Buying and Selling Treasuries

Inflation is the result of too much money chasing too few goods.  If the Fed senses inflation, they can take money out of the economy by selling Treasury bonds. Any money they receive is essentially retired from circulation.

Similarly, if the Federal Reserve wants to stimulate the economy, they can increase the money supply – by buying Treasury bonds. The Reserve then credits the sellers’ balance sheets – and allows them to lend money against those reserves – magnifying the infusion of cash, and increasing the money supply.

This, in turn, makes it easier for borrowers to get credit.
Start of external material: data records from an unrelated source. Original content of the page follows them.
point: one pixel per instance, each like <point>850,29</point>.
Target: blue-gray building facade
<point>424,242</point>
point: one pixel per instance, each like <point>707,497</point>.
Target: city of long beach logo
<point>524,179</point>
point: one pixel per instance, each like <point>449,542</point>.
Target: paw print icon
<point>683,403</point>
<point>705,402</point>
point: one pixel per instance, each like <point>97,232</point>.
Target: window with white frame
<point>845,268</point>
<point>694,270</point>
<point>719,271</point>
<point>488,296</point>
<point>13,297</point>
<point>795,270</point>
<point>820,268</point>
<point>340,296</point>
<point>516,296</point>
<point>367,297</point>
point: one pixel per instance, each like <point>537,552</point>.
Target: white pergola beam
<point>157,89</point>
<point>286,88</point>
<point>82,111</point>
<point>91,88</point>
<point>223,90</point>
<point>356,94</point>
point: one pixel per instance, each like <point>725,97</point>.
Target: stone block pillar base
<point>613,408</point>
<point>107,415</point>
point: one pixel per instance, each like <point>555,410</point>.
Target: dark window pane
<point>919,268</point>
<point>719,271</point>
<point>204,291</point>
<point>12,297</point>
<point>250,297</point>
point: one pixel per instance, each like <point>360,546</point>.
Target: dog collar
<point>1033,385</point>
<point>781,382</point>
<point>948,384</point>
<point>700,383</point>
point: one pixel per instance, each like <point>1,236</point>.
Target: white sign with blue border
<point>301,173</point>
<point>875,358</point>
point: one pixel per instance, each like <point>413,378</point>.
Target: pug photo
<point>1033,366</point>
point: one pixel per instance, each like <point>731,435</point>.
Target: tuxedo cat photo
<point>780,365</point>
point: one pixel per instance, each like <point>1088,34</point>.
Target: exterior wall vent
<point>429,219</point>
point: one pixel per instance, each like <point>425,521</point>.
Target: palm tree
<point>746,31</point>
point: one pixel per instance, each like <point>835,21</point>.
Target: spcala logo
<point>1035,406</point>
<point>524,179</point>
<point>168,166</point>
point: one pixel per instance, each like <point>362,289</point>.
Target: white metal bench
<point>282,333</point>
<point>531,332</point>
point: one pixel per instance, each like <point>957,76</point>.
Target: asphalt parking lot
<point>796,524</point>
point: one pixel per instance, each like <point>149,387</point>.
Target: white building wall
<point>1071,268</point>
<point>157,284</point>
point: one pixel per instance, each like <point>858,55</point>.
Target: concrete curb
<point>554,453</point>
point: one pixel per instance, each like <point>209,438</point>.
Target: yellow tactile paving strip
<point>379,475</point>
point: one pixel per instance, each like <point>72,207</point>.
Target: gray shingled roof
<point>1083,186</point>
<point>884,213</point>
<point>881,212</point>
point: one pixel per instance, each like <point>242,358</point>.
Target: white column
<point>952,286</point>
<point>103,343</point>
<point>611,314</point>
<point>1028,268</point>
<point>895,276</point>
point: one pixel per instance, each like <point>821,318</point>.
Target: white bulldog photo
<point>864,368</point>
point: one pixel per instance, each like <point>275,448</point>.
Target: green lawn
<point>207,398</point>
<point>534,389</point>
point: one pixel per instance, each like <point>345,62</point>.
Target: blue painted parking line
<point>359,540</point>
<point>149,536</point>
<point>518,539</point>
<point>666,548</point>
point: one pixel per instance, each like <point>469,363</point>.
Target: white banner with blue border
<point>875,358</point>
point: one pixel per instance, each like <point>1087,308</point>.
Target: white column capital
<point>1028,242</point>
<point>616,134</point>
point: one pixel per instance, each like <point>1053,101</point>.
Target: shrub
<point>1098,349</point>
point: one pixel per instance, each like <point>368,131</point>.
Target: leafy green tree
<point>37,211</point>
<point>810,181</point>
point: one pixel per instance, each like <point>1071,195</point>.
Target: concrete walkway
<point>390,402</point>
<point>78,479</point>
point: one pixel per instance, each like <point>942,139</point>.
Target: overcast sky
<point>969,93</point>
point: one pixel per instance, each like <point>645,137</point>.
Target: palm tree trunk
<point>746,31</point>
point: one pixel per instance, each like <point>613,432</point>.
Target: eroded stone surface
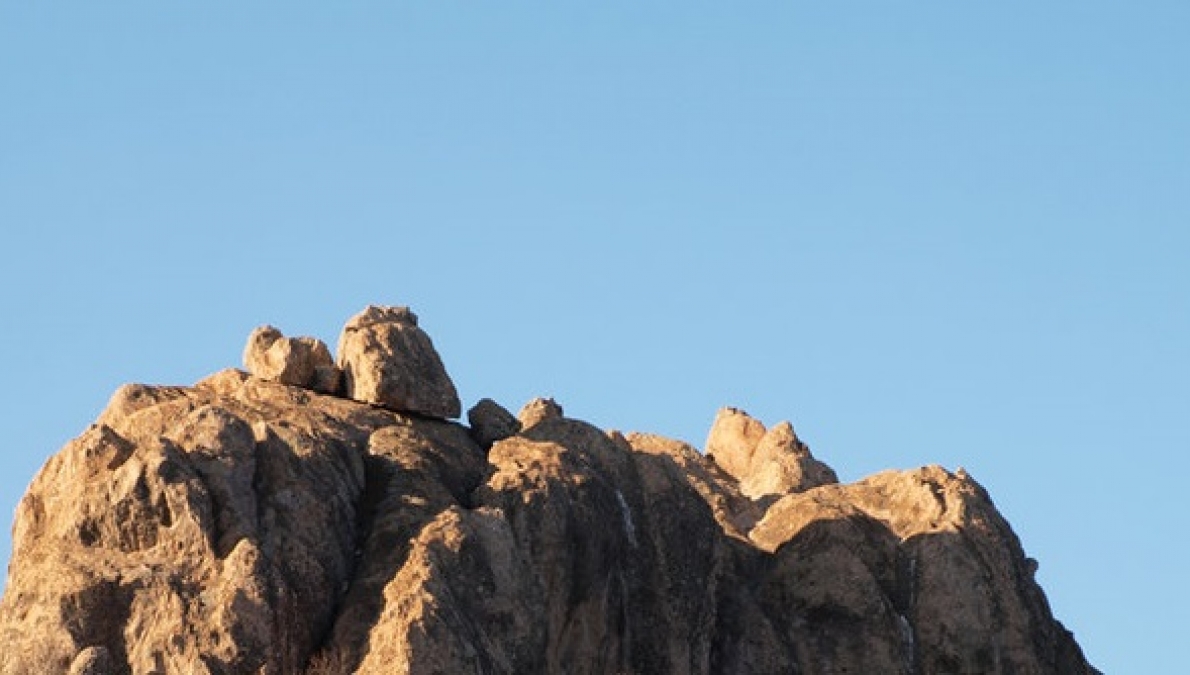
<point>301,362</point>
<point>490,422</point>
<point>242,525</point>
<point>388,361</point>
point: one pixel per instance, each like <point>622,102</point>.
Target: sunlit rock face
<point>270,523</point>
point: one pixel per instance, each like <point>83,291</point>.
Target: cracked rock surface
<point>245,525</point>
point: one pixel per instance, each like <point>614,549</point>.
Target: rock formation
<point>387,360</point>
<point>251,524</point>
<point>302,362</point>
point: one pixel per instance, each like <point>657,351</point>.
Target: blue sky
<point>927,232</point>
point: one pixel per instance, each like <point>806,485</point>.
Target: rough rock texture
<point>765,462</point>
<point>302,362</point>
<point>387,360</point>
<point>243,525</point>
<point>538,411</point>
<point>490,422</point>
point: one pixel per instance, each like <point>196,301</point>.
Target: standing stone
<point>388,361</point>
<point>299,362</point>
<point>733,439</point>
<point>93,661</point>
<point>538,411</point>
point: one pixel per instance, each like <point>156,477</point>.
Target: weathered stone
<point>732,441</point>
<point>538,411</point>
<point>93,661</point>
<point>300,362</point>
<point>242,525</point>
<point>766,463</point>
<point>388,361</point>
<point>782,463</point>
<point>490,422</point>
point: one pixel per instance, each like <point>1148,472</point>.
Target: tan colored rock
<point>243,525</point>
<point>782,463</point>
<point>93,661</point>
<point>300,362</point>
<point>766,463</point>
<point>490,422</point>
<point>538,411</point>
<point>388,361</point>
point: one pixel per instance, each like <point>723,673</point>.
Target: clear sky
<point>925,232</point>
The Federal Reserve has lately been increasing the money supply on a massive scale, in response to the fallout from the mortgage crisis. Normally, this is inflationary. But the Federal Reserve did so in order to prevent (they think) a massive deflationary cycle as a result of the collapse of the real estate and mortgage world.

Bank Reserve Requirements

The Federal Reserve can also encourage more or less lending by increasing bank reserve requirements. For example, the Federal Reserve could slow lending down – while shoring up bank stability – by requiring them to have six cents on hand for every dollar loaned out instead of four.

There’s a cost for this, though: If it gets too difficult to borrow, businesses don’t get opened, cars and homes don’t get financed, and workers lose their job.

The second major mechanism the Fed uses to impact monetary policy is setting the rate at the discount window. This is the rate the Fed charges banks to borrow overnight to maintain their reserve requirements – and it affects the Reserve Rate, which is the rate banks charge each other to provide overnight loans.

The lower the reserve rate, the easier it is to borrow – and the more banks are willing to lend, all else being equal. But if they get too willing to lend, then inflation heats up. If inflation rises above interest rates, it doesn’t pay to save.

The result is a massive transfer of wealth from savers to borrowers – which ultimately discourages investment and slows down the economy.

The Federal Reserve, then, is constantly walking a tightrope between trying to encourage reasonable growth and a very modest rate of inflation, without restricting too much and sending the economy into recession.

So Who Benefits? Borrowers vs. Savers

When it comes to monetary and fiscal policy, where you stand depends a lot on where you sit.

If you’re a net borrower – that is, if your balance sheet consistently shows you have borrowed more cash than you have on hand in financial instruments – you benefit from “easy money.” That is, you benefit from low interest rates, and policies that encourage growth even at the expense of accepting inflation.

This isn’t limited to credit card users and irresponsible borrowers. If you borrow a lot to finance your farming operation, or you borrowed to fund college, or real estate, or a small business, you’re in the same boat. Inflation lets you borrow today’s big dollars, and pay back smaller dollars tomorrow. If inflation is higher than your interest rate, you win,

If you’re a net lender, on the other hand, the opposite is true. Low interest rates hurt the returns you get on your savings – and allowing inflation to eat away at your wealth. High interest rates, however, go into your pocket – ideally to reinvest! This is true of anyone who lends, saves or invests more than they borrow.

And neither party is a reliable ally. For either of you.